Currently, White-Roberts takes Melika to dialysis Mondays, Wednesdays and Fridays for more than two hours each day. Melika isn’t allowed to travel very far because she needs to be able to get home in 24 hours at any given time.

She wears a beeper now that notifies her if a new kidney is available. So far it has gone off a few times, but the organs have not been perfect matches, and have gone to help other children. Other times it goes off because the beeper’s battery is low.

Over the Memorial Day weekend, she made the trek to Atlantic City, which she says is basically the farthest she can travel these days.

New outlook

After starting dialysis, Melika says she feels as good as she looks.

“They were right,” she said of the doctors’ decision to make her do the thing she so wanted to avoid. “I do feel a lot better. I used to be really tired.”

Now, she also takes less medicine, about nine pills a day. Talking about it makes Melika remember how hard her mother worked to get her to take her medicine early on when she took it in liquid form.

“She put it in everything she could think of,” Melika says, smiling. “It was just nasty. I will never forget them pancakes.”

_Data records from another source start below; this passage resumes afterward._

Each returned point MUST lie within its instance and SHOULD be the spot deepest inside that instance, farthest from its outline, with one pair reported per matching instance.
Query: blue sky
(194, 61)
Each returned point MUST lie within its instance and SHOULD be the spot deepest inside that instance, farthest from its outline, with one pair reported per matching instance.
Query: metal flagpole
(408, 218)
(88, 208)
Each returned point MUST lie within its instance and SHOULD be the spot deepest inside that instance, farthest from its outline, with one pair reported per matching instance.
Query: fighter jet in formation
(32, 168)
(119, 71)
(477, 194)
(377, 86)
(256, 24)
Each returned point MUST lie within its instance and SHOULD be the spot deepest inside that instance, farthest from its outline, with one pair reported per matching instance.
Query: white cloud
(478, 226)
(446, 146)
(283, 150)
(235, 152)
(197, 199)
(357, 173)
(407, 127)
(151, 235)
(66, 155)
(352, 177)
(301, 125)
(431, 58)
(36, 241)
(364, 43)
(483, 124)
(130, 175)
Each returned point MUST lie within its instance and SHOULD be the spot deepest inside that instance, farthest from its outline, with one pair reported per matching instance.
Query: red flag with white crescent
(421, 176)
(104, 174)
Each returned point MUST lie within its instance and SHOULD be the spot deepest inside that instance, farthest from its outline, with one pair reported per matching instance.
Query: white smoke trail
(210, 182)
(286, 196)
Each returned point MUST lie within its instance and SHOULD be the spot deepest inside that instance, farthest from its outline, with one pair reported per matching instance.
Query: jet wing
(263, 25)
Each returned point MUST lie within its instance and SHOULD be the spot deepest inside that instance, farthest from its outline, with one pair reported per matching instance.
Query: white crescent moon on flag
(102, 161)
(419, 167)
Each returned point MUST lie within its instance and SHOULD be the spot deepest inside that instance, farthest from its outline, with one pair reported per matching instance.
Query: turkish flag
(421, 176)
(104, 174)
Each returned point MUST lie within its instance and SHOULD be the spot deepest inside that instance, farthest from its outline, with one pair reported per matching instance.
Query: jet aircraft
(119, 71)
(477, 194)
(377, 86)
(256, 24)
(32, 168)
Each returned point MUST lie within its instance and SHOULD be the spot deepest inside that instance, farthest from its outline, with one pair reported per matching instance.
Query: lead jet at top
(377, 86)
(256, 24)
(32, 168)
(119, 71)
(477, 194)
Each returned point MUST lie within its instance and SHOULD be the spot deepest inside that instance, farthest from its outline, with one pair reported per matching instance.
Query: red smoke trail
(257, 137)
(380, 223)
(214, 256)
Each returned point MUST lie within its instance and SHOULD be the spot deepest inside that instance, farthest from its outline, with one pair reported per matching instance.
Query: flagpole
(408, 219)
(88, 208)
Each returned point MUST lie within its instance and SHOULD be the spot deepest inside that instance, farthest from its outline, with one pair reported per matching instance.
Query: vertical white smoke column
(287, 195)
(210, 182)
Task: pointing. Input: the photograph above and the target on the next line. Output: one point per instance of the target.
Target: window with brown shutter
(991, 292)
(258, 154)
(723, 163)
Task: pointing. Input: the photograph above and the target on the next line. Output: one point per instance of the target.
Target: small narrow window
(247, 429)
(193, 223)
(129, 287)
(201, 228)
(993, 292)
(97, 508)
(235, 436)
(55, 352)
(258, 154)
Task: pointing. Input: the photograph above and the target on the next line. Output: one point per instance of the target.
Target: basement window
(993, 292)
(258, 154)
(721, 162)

“They told me they couldn’t taste it,” White-Roberts responds, laughing so hard, she had tears in her eyes.

Same spirit

Along with planning the Kidney Kicks fundraiser on Saturday, Melika is looking to her future. She has been enrolled in Connections Academy, an online school, for the past year and a half, but she is determined to go back to high school for her senior year. Eventually, she plans for a career in the medical field.

Until then, she never feels sorry for herself, she says. Instead, she finds plenty to enjoy – like being the only girl among a family of close cousins – a rose among thorns, as she thinks of it. Sometimes that means being spoiled, she laughs.

And her credo for this phase of her life? Because it is ‘just a phase,’ she knows that much. Her outlook isn’t far from what that little girl in the cheerleader costume was thinking all those years ago.

“I’m always in good spirits,” she says. “There’s a kidney out there.”

 

The Kindney Kicks fundraiser will be held Saturday, June 4 at 12 p.m. at the AFC Aquatic and Fitness Center, 601 Righter’s Ferry Way, Bala Cynwyd. All are welcome.

Donations are being accepted at the CHOP website. As of June 1, the total is $260 toward a goal of $1,000.